Does barium swallow show inflammation?

Your doctor may order a barium swallow to help diagnose a possible structural or functional problem with your upper GI tract. Some common problems that a barium swallow may help diagnose include: hiatal hernia. inflammation.

Will a barium swallow show a hiatal hernia?

Barium swallow and endoscopy allowed the diagnosis of hiatal hernia in 75% and 97.5%, respectively (p = 0.003). The correct classification of hiatal hernia was confirmed in 50% by barium swallow and 80% by endoscopy (p = 0.005).

How accurate is barium swallow?

syndrome, the accuracy of barium swallow is only 19% and 81% are reported as false negative.
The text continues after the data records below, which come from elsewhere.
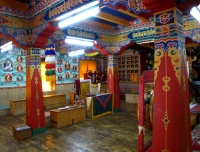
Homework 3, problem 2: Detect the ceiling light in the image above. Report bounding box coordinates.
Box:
[57,1,99,20]
[69,49,85,56]
[190,6,200,21]
[65,36,94,46]
[58,7,99,28]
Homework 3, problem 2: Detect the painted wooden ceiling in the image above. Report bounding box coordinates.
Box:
[0,0,200,46]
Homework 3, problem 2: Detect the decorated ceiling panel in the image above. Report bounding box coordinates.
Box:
[0,0,200,47]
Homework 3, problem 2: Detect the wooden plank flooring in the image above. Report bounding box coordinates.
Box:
[0,100,152,152]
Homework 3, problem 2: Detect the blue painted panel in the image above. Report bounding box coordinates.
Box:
[89,17,118,26]
[101,7,136,21]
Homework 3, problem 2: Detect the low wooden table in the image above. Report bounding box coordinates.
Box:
[50,106,86,128]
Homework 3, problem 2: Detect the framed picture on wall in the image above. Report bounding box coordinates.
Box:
[65,72,70,79]
[17,74,23,81]
[4,74,12,82]
[17,56,23,63]
[57,66,62,73]
[72,65,77,71]
[2,58,13,71]
[58,75,62,81]
[17,65,23,72]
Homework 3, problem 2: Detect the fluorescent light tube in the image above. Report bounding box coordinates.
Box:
[58,7,99,28]
[57,1,99,20]
[137,40,154,44]
[65,37,93,46]
[190,6,200,21]
[0,41,12,49]
[69,49,85,56]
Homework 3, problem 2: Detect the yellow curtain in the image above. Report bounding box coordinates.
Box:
[79,60,97,79]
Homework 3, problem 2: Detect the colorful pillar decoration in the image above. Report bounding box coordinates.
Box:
[26,48,46,135]
[45,46,56,81]
[152,8,191,152]
[107,55,121,112]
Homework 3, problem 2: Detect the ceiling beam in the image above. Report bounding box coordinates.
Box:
[82,20,114,30]
[0,0,28,11]
[95,12,130,26]
[118,9,149,22]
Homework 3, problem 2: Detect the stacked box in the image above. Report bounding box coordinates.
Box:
[13,124,32,140]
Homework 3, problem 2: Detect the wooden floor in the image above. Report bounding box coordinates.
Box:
[0,100,151,152]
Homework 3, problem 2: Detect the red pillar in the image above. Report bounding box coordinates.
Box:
[26,48,46,135]
[152,8,191,152]
[107,55,121,112]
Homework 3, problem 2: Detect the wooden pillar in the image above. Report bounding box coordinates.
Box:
[107,55,121,112]
[152,8,191,152]
[26,48,46,135]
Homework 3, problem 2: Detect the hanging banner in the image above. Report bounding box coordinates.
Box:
[62,28,99,40]
[44,0,97,21]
In strictures and malignancies, the level of lesion reported by barium swallow should not be relied upon in all the cases, and they should be confirmed by endoscopy.

How accurate is a swallow study?

There is good evidence that clinical swallow assessment is a reasonably accurate test for aspiration in dysphagic patients, with an overall summary sensitivity of 71% and specificity of 76%, when compared with the video fluoroscopic swallow study test.

How accurate is a barium swallow?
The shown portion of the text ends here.